Canada grapples with monuments to a racist
Country’s first prime minister pushed policies that forced indigenous children from homes
It is impossible to escape the presence of Sir John A. Macdonald in Kingston, Ontario.
His name is on the highway into town, a main boulevard through the city and buildings across the educational spectrum, from a new elementary school in a suburb to the law school of the prestigious Queen’s University.
Macdonald, whose visage adorns the Canadian $10 bill, was Canada’s first prime minister and the chief broker of the political deal that created the country 150 years ago.
He was also a man who, even many of his admirers acknowledge, was crassly racist toward Canada’s indigenous population, and whose policies included a forced schooling program for more than 100,000 children that a national commission recently declared “cultural genocide.”
Now Kingston, the place where he is most honored, has become ground zero in a debate over how — or if — to commemorate his legacy.
Like the current dispute in the United States over Civil War monuments, the subject is an emotionally charged one in Canada, but it has been limited to arguments and acts of vandalism, without any violent clashes.
A union of elementary schoolteachers in Ontario passed a resolution this month calling on school boards to strip Macdonald’s name from the nine schools in the province, Canada’s most populous, that bear it, a move that outraged many Canadians and drew sharp criticism from some politicians.
John Baird, a minister in the previous Conservative government, told the Canadian Broadcasting Corp. that scrubbing Macdonald’s name from schools was “crazy and ridiculous,” an example of “trying to erase Canadian history in the guise of an extreme and radical political correctness.”
But Perry Bellegarde, the national chief of the Assembly of First Nations, Canada’s largest indigenous organization, said that removing Macdonald’s name from schools could be part of the program promised by Prime Minister Justin Trudeau to reconcile with Canada’s indigenous people for wrongs like forced schooling.
“If I am a young person and I know that John A. Macdonald initiated great harm on my people, I would not feel very good attending a school with that name on it,” Bellegarde said. “Why would you subject young children to that?”
The country’s Truth and Reconciliation Commission spent about six years gathering testimony from surviving students of the indigenous boarding schools, and Trudeau has committed to fulfilling most of the 96 recommendations for reconciling with indigenous people proposed by the commission.
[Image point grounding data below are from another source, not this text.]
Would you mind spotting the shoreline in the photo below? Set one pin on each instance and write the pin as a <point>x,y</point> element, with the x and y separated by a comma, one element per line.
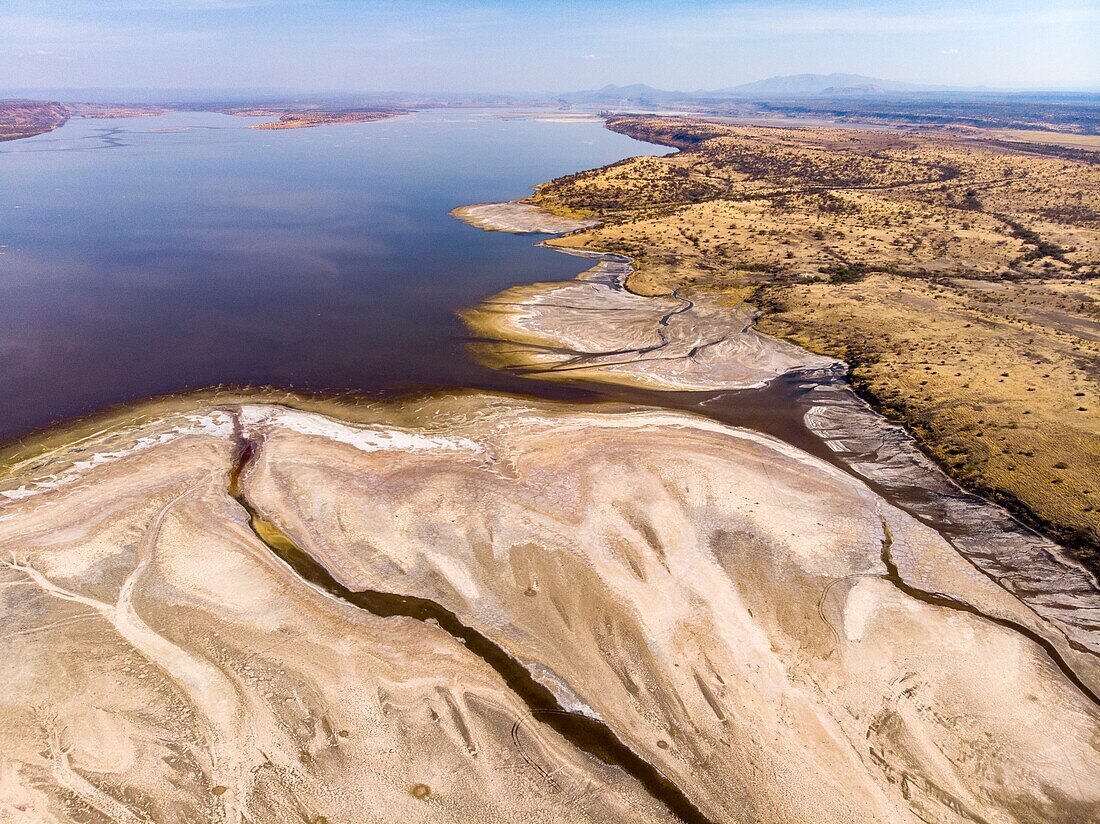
<point>814,595</point>
<point>881,451</point>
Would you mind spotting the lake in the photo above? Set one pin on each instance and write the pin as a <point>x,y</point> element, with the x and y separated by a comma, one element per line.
<point>151,255</point>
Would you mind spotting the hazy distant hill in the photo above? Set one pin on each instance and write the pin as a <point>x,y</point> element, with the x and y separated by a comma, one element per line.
<point>28,118</point>
<point>824,85</point>
<point>634,94</point>
<point>834,85</point>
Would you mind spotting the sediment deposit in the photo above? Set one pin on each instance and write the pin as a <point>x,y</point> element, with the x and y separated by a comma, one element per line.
<point>594,329</point>
<point>254,612</point>
<point>519,218</point>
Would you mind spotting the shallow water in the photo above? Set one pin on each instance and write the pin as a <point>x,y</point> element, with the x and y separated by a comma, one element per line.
<point>151,255</point>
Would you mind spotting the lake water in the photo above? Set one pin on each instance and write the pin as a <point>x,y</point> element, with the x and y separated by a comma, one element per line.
<point>151,255</point>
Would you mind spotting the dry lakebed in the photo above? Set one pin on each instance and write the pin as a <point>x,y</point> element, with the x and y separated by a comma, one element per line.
<point>473,606</point>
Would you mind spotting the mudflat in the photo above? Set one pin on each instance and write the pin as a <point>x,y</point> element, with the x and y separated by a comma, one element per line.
<point>954,276</point>
<point>251,611</point>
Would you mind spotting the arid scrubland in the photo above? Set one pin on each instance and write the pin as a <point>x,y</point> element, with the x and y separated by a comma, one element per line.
<point>28,118</point>
<point>956,278</point>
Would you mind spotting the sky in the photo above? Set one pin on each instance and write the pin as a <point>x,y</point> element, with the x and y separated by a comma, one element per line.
<point>537,45</point>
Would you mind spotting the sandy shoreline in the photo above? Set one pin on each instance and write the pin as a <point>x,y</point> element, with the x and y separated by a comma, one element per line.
<point>689,583</point>
<point>518,218</point>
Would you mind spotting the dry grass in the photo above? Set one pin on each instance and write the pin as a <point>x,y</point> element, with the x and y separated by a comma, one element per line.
<point>955,276</point>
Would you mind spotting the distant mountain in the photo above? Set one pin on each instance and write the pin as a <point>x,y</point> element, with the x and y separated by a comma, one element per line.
<point>634,94</point>
<point>788,86</point>
<point>834,85</point>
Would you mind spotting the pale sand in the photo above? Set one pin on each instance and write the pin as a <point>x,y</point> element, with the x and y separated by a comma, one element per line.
<point>718,599</point>
<point>518,219</point>
<point>593,329</point>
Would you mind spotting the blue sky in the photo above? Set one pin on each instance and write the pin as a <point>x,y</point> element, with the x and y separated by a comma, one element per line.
<point>537,45</point>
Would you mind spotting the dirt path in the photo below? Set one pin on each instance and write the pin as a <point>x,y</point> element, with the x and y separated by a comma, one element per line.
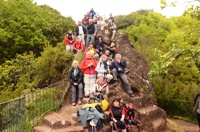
<point>185,126</point>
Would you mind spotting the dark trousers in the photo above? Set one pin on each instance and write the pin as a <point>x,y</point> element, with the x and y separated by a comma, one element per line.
<point>124,80</point>
<point>120,125</point>
<point>198,118</point>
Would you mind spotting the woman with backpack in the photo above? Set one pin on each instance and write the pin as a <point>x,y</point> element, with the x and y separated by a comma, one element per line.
<point>76,79</point>
<point>117,116</point>
<point>103,68</point>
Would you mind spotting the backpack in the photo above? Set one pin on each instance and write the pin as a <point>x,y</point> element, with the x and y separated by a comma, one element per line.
<point>130,116</point>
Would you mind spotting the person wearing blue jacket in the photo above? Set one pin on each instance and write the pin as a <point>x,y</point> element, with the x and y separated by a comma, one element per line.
<point>119,68</point>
Over a period of roughly 100 years, about 150,000 indigenous children were taken from their families, sometimes by the police, and sent to the residential schools that were administered by churches.
The commission found that many of those children were sexually and physically abused at the schools and some died. The teachers and staff at many schools were incompetent or worse, the commission found, adding that “child neglect was institutionalized.”
Macdonald said that an indigenous child educated where he or she lives “is simply a savage who can read and write,” whereas children sent to boarding schools “will acquire the habits and modes of thought of white men.” To assimilate students, the schools banned indigenous languages and prohibited, sometimes forcefully, indigenous cultural practices.
Macdonald also cleared the path for a transcontinental railway in the 1880s in some areas by withholding food relief for indigenous people during a famine until they moved to governmentestablished reserves. The residents of several reserves were confined to them unless they could obtain a pass from a government agent to travel.
In Kingston’s leafy City Park, which includes a cricket ground, a statue of Macdonald, who led Canada from 1867 to 1873 and then again from 1878 until his death in 1891, has become a center of celebrations and protests.
Fourteen years ago, Arthur Milnes, a local author and self-described “public historian,” gathered eight people at the statue on Jan. 11, Macdonald’s generally accepted birthday. They sang “O Canada” and “God Save the Queen” and offered a toast to the former prime minister, whose love of drinking is part of his lore.
In subsequent years, the crowd grew into the hundreds, choirs performed, and Milnes received money from the previous Conservative government for a variety of Macdonald-related commemorations.
“I felt and still feel that whether Macdonald was or wasn’t a racist, what he did, joined by a lot of other fathers of confederation, was an incredible thing,” Milnes said. “For all our faults, and we have them, by world standards if you’re born a Canadian, you’re a lucky person.”